At graduation, the former and future heads of the program gave good speeches as to the important task: keep writing. Then, they gave us beautiful bound (I assume faux-leather) notebooks with the program logo on the cover. I generally agree with this statement and, frankly, also can't imagine a life in which I am devoid of writing. At the time, I thought, "yes yes, of course I will write and write often." This is easier to say than do, especially with a full time job and the prospect of whoring sending my current novel out for potential publication and representation, not to mention the June wedding plans and knitting fixation. And of course, it's spring, so I have to take time aside to re-remember the chords for another summer of acoustic family bonfire jams, now that I don't get to practice as consistently as I'd like. (I almost have "American Pie" back in the playlist, which is no small feat, as it has a wide variety of chords, as well as variations of those chords. There is no simple repeat to remember. It's anarchy.)

Add on to all of that the fact that staring at a blank page with no idea of what to put on it and it all equals me sitting at my desk with a word doc open, watching back episodes of House. Sometimes I'm also knitting. Meanwhile, that leather-bound tome sits empty and weeping in my desk drawer. I keep telling myself to snap out of it, and then I tell myself that when I'm ready to write, an idea will come and I shouldn't go all panicky about it.

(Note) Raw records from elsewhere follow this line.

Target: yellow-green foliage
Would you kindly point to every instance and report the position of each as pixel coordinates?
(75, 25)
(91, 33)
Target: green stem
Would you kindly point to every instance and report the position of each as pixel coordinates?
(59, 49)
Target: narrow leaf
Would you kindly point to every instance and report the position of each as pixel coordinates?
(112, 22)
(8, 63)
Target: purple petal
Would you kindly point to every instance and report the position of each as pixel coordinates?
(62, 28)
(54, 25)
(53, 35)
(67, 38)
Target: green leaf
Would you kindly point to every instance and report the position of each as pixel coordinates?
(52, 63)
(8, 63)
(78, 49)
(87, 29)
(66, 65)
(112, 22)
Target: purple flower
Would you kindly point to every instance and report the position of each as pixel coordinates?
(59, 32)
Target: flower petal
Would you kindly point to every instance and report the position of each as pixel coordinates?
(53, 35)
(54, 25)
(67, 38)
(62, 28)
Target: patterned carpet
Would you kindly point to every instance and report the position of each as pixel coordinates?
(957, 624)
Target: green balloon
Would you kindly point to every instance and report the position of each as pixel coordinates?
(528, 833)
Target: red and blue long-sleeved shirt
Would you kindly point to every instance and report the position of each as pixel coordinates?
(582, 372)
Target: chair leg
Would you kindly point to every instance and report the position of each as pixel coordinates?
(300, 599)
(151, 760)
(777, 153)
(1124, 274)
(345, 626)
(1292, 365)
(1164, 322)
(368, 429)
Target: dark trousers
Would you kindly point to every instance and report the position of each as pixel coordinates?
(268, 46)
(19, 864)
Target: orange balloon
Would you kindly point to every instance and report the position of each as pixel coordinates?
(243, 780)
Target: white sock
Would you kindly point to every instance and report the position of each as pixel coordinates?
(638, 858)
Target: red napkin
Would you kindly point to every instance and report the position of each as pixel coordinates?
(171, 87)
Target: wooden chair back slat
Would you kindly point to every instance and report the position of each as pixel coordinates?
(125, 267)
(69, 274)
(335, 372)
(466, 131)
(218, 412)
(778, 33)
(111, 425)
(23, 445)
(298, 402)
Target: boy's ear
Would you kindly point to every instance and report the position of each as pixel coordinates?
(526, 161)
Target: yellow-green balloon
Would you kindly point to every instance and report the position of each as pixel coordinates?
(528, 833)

It amounts to this: I'm in the post-MFA place. It seems like each MFAer goes through it. You know that the degree doesn't equal establishment into the profession, but you have these grandiose ideas of all that you'll accomplish by the end of your three year emersion into the creative writing world. Really, the degree is a starting point, not an end point, and I need to get back up on the horse and show that I'm one of those people who keep going. I'm one of those people who work hard. I'm one of those people who keep writing.

For now, I'm not quite in the mindset to jump back into a book-length project. Sometimes a book feels like too much. I took book breathers during my MFA. Two springs I spent focused on poetry instead of my fiction. It allowed me to cleanse my writing palette so to speak. I think maybe that's what I need now, so my current writing plan is this:

I'm going back to the roots of my writing bug. I'm going to take that leather-bound notebook and, just like when I was in high school, I'm going to take it with me and I'm going to write in it. Short thoughts, fun quotes, poems. If I'm lucky, I'll start writing down ideas for potential novels. I've never had to work to be a writer, but I'm going to work hard to stay one.